E foi assim que eu comecei a escrever Marketing do amor, pensando nesses romances que eu lia quando era adolescente e amava. A estrutura veio daí, e eu incrementei com coisas mais tecnológicas, porque, convenhamos, nos livros da Meg um dos personagens usa um palmtop, que eu duvido que alguém saiba o que é hoje em dia. E tudo ali tinha um ar, digamos, vintage, que é um jeito fofo de dizer que era velho.

Quando quis testar o formato, publiquei o conto Brilhante, inteiramente escrito em e-mails, que foi um sucesso absoluto e me mostrou que as pessoas tinham interesse nesse tipo de leitura. Apesar disso, eu nunca imaginaria a dificuldade que seria escrever um livro inteiro nesse formato. Às vezes eu sabia a cena que queria narrar, mas ela simplesmente não se encaixava na proposta on-line. Porque existem situações sobre as quais não é próprio postar nas redes sociais, ou a gente só não quer falar sobre mesmo, nem em terapia, que dirá na internet. E como eu faria alguém falar sobre um processo de luto recente nas redes sociais? Como fazer com que as comunicações encaixassem e não ficassem forçadas? E como achar a voz de cada personagem através de mensagens de texto? 

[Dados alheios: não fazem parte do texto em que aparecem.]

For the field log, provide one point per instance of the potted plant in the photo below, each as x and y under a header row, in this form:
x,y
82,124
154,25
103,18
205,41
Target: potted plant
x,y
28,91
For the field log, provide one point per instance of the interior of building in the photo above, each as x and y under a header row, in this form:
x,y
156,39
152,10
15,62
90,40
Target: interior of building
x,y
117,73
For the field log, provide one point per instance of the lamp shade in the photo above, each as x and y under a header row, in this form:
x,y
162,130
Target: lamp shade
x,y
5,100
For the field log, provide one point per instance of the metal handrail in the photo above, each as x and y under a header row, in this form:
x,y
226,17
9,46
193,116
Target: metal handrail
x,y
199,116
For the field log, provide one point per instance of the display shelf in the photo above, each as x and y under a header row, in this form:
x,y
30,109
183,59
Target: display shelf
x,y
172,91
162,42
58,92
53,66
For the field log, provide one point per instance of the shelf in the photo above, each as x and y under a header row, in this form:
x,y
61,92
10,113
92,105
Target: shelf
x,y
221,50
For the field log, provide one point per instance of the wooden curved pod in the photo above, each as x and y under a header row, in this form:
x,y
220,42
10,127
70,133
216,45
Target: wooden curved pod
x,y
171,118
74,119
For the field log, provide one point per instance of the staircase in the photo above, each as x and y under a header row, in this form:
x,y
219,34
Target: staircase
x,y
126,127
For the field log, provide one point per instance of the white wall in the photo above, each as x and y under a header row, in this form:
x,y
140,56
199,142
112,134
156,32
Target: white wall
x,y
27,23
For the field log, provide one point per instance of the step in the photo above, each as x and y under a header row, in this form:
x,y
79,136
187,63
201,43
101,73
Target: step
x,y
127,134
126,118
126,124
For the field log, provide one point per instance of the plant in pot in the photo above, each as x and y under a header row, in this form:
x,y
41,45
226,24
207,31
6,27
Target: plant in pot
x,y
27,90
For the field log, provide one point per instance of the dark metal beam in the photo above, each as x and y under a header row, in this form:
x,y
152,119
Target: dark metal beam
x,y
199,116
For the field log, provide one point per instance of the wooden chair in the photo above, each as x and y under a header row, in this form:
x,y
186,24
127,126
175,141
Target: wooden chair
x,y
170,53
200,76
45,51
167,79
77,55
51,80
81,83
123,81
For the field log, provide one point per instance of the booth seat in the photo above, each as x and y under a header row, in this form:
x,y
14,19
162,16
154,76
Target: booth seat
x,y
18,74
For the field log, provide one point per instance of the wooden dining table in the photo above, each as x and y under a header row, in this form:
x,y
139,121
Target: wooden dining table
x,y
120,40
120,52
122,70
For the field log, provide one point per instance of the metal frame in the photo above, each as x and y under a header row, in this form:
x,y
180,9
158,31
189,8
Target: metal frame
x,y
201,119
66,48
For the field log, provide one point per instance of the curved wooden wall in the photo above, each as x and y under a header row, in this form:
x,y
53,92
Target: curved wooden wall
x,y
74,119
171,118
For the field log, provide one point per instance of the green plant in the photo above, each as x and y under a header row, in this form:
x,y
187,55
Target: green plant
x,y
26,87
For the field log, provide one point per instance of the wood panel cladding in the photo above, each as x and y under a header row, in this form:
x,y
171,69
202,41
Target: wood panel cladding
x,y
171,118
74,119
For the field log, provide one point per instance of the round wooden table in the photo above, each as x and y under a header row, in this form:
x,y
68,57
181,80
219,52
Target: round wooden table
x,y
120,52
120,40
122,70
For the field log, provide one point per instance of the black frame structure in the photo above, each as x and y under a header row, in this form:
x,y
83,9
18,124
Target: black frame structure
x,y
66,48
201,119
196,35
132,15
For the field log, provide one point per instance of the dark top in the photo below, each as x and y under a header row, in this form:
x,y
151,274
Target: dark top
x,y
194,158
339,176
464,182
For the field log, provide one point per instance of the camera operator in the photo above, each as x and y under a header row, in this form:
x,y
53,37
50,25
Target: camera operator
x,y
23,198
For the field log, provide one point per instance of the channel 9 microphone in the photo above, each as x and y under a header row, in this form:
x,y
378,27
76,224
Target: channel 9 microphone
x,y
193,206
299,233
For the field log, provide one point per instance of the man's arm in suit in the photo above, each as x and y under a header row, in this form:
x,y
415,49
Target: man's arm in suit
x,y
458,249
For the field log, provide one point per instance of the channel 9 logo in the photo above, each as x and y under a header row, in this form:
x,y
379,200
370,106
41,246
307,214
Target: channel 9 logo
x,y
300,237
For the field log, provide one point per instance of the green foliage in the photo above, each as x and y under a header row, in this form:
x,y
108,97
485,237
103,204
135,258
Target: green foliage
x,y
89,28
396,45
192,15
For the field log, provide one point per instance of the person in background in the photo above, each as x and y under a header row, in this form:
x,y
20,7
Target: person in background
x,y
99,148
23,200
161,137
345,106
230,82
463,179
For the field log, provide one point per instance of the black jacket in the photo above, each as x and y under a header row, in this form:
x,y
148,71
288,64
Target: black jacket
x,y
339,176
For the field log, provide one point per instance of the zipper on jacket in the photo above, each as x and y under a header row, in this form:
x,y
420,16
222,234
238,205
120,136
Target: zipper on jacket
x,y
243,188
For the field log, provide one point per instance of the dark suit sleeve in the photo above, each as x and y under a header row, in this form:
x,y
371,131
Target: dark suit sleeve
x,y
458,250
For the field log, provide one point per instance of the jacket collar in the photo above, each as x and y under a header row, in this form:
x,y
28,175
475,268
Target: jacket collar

Isso tudo eu fui acertando conforme recebia feedbacks de pessoas muito importantes pra mim e que me davam pistas e dicas do que achavam que não estava funcionando. Eu inclusive contratei um serviço de leitura crítica de uma amiga minha, a Laura Pohl, que analisou meu livro e me deu dicas e sugestões de melhoria na estrutura da trama e que, sinceramente, salvou Marketing do amor. Se esse livro sequer chegou perto de ser impresso, foi por tudo o que a análise dela me fez pensar. Depois de literalmente reescrever Marketing do amor do zero, algumas arestas foram aparadas com minhas amadas editoras de texto da Intrínseca e eu consegui dar um final coerente para o livro. E não ter medo de retrabalhar seu texto e não ter apego extremo ao que você escreve ajuda demais nessa hora.

No fim, o que sobra é gratidão extrema. Felicidade quando vejo meu livro nas prateleiras, quando me abordam para pedir autógrafo, quando eu entro numa livraria e converso com livreiros sobre o meu livro, quando a minha editora me pede pra escrever um textinho sobre o meu processo de escrita. Tudo isso me deixa com um sorrisão e me faz ter ainda mais certeza de que deu certo!

*Renato Ritto já morou em diversas cidades do interior do estado de São Paulo. É formado em Editoração e também cursou Letras, ambos na USP, além de já ter trabalhado como assistente editorial. Ama romances água com açúcar, histórias clichês e seus gatos, Hugo e Neno. De forma independente, publicou os contos Brilhante Um Natal brilhante com Alex e FrankMarketing do amor é seu livro de estreia.